TFPI K1 domain shedding is required for the up-regulation of procoagulant TF by APC. (A) TNFα-induced (5 hours) cells were treated for the final 3 hours with APC (20nM). Factor Xa generation was analyzed after a 30-minute pretreatment with different concentrations of blocking polyclonal anti-TFPI. (B) HEK293t cells were transfected with expression constructs for EPCR alone or in the presence of TFPIα or TFPIβ. The following day cells were incubated for 3 hours with control or APC (60nM) and TFPI in the supernatant (S) or cells (C) was analyzed by Western blotting using polyclonal anti-TFPI. (C) HEK293t cells were transfected with EPCR alone or in the presence of wild-type TFPIβ or TFPIβ K86A. The following day cells were incubated for 3 hours with control or APC (60nM) and TFPI expression in the cells was analyzed by Western blotting using polyclonal anti-TFPI. (D) HEK293t cells were triple transfected as indicated with EPCR, TFPI, and different amounts of TF expression construct.

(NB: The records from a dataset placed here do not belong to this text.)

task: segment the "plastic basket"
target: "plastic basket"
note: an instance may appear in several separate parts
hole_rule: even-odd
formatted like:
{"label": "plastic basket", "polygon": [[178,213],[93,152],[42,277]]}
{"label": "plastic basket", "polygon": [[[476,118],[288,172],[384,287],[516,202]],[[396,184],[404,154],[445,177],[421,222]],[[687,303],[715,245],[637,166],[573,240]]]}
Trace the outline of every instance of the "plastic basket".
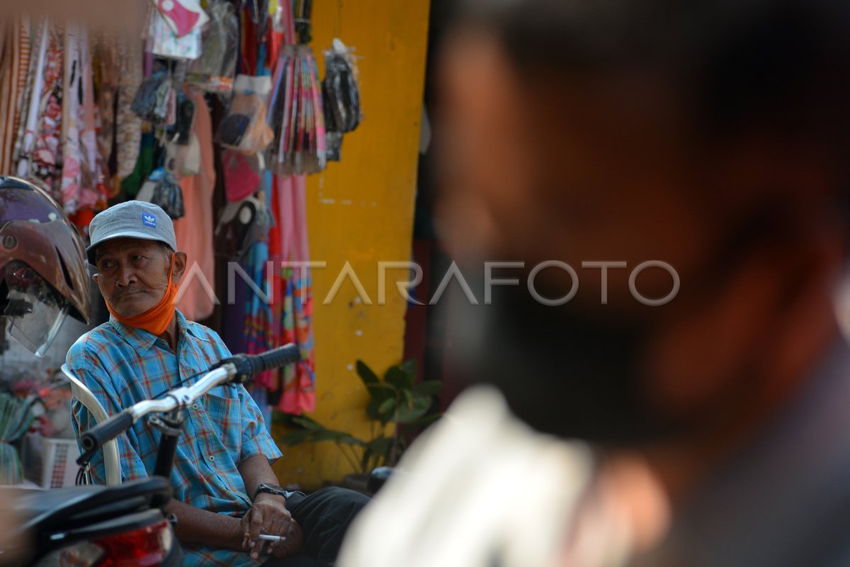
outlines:
{"label": "plastic basket", "polygon": [[24,470],[29,480],[42,488],[74,485],[80,456],[76,440],[27,434],[24,441]]}

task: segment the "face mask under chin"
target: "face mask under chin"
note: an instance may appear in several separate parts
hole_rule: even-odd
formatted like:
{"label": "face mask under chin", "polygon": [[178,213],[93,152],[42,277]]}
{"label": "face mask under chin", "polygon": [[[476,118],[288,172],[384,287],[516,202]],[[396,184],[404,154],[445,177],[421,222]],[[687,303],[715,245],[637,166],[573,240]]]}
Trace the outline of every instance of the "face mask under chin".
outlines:
{"label": "face mask under chin", "polygon": [[647,329],[600,322],[569,303],[543,305],[524,286],[494,288],[490,305],[453,299],[464,376],[497,387],[534,428],[612,445],[665,434],[641,389]]}

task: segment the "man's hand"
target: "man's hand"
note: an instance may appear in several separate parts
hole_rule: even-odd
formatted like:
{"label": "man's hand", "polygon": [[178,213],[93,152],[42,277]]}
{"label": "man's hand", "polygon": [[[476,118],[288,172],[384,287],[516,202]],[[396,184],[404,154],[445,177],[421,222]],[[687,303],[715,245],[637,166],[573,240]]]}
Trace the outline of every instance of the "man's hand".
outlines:
{"label": "man's hand", "polygon": [[[295,526],[292,529],[292,526]],[[253,506],[242,518],[242,547],[251,552],[251,557],[274,553],[275,557],[287,557],[301,549],[303,536],[301,528],[292,520],[286,509],[283,496],[261,493]],[[261,540],[261,535],[283,536],[283,541]]]}
{"label": "man's hand", "polygon": [[274,553],[275,557],[285,558],[297,553],[301,550],[301,546],[304,543],[304,535],[301,531],[301,526],[294,519],[289,524],[289,532],[286,539],[280,543],[274,543],[274,547],[269,549],[269,553]]}

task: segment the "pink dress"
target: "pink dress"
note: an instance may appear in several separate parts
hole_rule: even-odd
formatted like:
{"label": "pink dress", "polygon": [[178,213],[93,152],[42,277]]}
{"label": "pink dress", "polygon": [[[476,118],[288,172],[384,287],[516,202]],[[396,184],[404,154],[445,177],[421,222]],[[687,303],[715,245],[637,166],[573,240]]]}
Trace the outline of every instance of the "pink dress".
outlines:
{"label": "pink dress", "polygon": [[174,221],[174,233],[177,247],[186,252],[188,260],[186,272],[180,282],[177,308],[186,319],[197,321],[212,315],[214,306],[212,191],[215,189],[215,163],[212,122],[203,93],[193,90],[187,95],[195,102],[192,132],[201,145],[201,173],[180,180],[186,215]]}

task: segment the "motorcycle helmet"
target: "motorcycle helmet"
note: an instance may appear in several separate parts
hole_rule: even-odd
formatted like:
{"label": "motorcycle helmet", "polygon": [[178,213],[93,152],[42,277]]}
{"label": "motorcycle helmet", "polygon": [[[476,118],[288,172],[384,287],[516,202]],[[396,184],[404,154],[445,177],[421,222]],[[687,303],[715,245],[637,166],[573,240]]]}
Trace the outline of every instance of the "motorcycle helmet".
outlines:
{"label": "motorcycle helmet", "polygon": [[0,317],[6,332],[42,356],[70,314],[88,323],[82,239],[31,183],[0,176]]}

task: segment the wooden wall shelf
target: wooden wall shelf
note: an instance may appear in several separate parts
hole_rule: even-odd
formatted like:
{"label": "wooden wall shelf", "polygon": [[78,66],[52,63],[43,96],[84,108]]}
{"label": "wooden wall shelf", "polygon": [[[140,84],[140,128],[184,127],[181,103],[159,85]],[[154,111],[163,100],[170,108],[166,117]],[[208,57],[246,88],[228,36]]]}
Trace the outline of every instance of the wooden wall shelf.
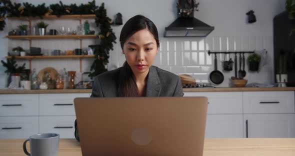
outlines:
{"label": "wooden wall shelf", "polygon": [[12,40],[48,40],[48,39],[86,39],[98,38],[96,34],[86,35],[46,35],[46,36],[8,36],[7,38]]}
{"label": "wooden wall shelf", "polygon": [[[56,58],[94,58],[94,55],[81,55],[81,56],[16,56],[16,59],[20,60],[38,60],[38,59],[56,59]],[[6,56],[7,58],[11,58],[12,56]]]}
{"label": "wooden wall shelf", "polygon": [[[79,58],[80,60],[80,72],[82,72],[82,58],[94,58],[95,55],[82,55],[82,56],[16,56],[16,59],[28,60],[30,68],[32,69],[32,60],[38,59],[58,59],[58,58]],[[6,56],[7,58],[11,58],[12,56]]]}
{"label": "wooden wall shelf", "polygon": [[[96,16],[94,14],[69,14],[62,15],[58,17],[55,15],[45,16],[42,20],[80,20],[80,19],[95,19]],[[8,20],[41,20],[40,17],[8,17]]]}
{"label": "wooden wall shelf", "polygon": [[[70,14],[62,15],[58,17],[55,15],[45,16],[42,18],[40,17],[8,17],[9,20],[22,20],[28,22],[28,27],[32,28],[32,20],[78,20],[80,24],[82,24],[82,20],[95,19],[96,15],[92,14]],[[80,40],[80,48],[82,48],[82,40],[86,38],[97,38],[98,36],[96,34],[88,35],[56,35],[56,36],[8,36],[7,38],[12,40],[28,40],[30,42],[30,46],[32,46],[32,40],[54,40],[54,39],[74,39]],[[16,59],[28,60],[30,62],[30,68],[32,69],[32,60],[37,59],[56,59],[56,58],[78,58],[80,60],[80,72],[82,72],[82,59],[86,58],[94,58],[94,56],[16,56]],[[8,58],[11,56],[6,56]]]}

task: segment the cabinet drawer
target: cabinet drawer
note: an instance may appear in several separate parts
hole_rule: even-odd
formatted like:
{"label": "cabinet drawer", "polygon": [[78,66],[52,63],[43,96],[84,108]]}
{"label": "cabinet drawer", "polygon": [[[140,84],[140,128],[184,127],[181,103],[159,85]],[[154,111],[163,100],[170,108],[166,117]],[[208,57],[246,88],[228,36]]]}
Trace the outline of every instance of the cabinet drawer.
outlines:
{"label": "cabinet drawer", "polygon": [[88,98],[89,94],[52,94],[40,95],[40,115],[75,116],[74,100]]}
{"label": "cabinet drawer", "polygon": [[40,116],[40,132],[57,133],[60,138],[74,138],[75,119],[76,116]]}
{"label": "cabinet drawer", "polygon": [[38,115],[36,94],[0,95],[0,116]]}
{"label": "cabinet drawer", "polygon": [[242,114],[208,114],[206,138],[243,138]]}
{"label": "cabinet drawer", "polygon": [[244,120],[248,138],[295,137],[295,114],[246,114]]}
{"label": "cabinet drawer", "polygon": [[184,96],[208,98],[208,114],[242,113],[242,92],[186,92]]}
{"label": "cabinet drawer", "polygon": [[250,92],[243,94],[244,113],[295,112],[294,92]]}
{"label": "cabinet drawer", "polygon": [[0,117],[0,138],[26,138],[38,133],[38,116]]}

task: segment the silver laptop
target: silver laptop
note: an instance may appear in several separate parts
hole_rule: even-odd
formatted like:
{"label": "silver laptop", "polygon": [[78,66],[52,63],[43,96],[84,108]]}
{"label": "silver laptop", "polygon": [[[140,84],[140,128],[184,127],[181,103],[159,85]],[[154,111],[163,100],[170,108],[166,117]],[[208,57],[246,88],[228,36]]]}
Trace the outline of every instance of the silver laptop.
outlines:
{"label": "silver laptop", "polygon": [[202,156],[205,97],[76,98],[82,154]]}

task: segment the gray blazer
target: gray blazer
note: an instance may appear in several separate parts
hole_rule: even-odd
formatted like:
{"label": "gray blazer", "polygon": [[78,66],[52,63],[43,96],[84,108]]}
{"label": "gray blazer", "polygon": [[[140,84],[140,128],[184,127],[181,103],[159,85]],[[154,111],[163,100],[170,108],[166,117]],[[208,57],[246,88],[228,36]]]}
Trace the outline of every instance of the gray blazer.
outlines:
{"label": "gray blazer", "polygon": [[[91,97],[118,96],[118,78],[121,68],[95,77]],[[146,96],[182,96],[182,82],[178,76],[152,66],[148,74]]]}
{"label": "gray blazer", "polygon": [[[120,68],[104,72],[95,77],[91,97],[118,96],[118,79]],[[178,76],[152,66],[148,74],[146,96],[182,96],[180,78]],[[80,140],[77,122],[75,120],[74,136]]]}

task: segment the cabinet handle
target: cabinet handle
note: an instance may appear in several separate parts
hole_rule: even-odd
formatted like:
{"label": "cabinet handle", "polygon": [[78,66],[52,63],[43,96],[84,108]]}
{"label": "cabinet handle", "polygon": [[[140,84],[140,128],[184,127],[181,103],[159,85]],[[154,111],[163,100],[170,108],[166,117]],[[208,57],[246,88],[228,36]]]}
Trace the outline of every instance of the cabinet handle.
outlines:
{"label": "cabinet handle", "polygon": [[2,106],[21,106],[22,104],[2,104]]}
{"label": "cabinet handle", "polygon": [[246,138],[248,138],[248,120],[246,120]]}
{"label": "cabinet handle", "polygon": [[54,127],[54,128],[72,128],[74,127],[72,126],[55,126]]}
{"label": "cabinet handle", "polygon": [[2,128],[2,130],[16,130],[16,129],[22,129],[22,128],[19,127],[19,128]]}
{"label": "cabinet handle", "polygon": [[72,104],[54,104],[54,106],[72,106],[73,105]]}
{"label": "cabinet handle", "polygon": [[260,102],[260,104],[280,104],[280,102]]}

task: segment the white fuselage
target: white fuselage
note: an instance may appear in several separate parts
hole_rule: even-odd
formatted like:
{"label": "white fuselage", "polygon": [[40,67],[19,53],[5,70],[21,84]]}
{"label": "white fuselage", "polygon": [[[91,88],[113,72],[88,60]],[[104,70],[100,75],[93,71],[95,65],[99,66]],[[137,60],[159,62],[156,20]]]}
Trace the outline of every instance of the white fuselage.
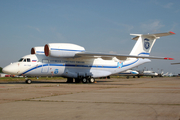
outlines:
{"label": "white fuselage", "polygon": [[[29,60],[30,59],[30,60]],[[55,58],[45,55],[26,55],[21,61],[3,68],[4,73],[24,76],[78,76],[104,77],[116,74],[143,63],[149,59],[129,59],[124,62],[102,58]]]}

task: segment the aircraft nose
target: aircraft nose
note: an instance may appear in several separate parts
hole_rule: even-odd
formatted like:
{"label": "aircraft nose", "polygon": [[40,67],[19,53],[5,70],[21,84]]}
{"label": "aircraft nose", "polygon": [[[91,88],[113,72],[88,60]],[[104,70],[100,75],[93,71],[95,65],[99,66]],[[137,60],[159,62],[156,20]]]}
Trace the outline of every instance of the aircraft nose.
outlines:
{"label": "aircraft nose", "polygon": [[10,64],[2,69],[3,73],[17,75],[17,67],[13,64]]}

Factor Xa generation was analyzed the next day after a 3-hour incubation with control or APC (60nM). (E) HEK293t cells transfected with EPCR, TFPIβ, and TF (20 ng/well) were treated for 3 hours with APC (60nM). Xa generation was analyzed after a 30-minute pretreatment with the indicated concentrations of blocking polyclonal anti-TFPI. (F) HEK293t cells transfected with EPCR, TFPIβ, and different amounts of TF or TNFα-induced EAhy926 cells were treated for 3 hours with APC (60nM) followed by analysis of Xa generation. Means ± SEM with n = 3 are shown in panels A, D, E, and F. *P < .05; **P < .005. Typical results from 2-3 experiments are shown in panels B and C.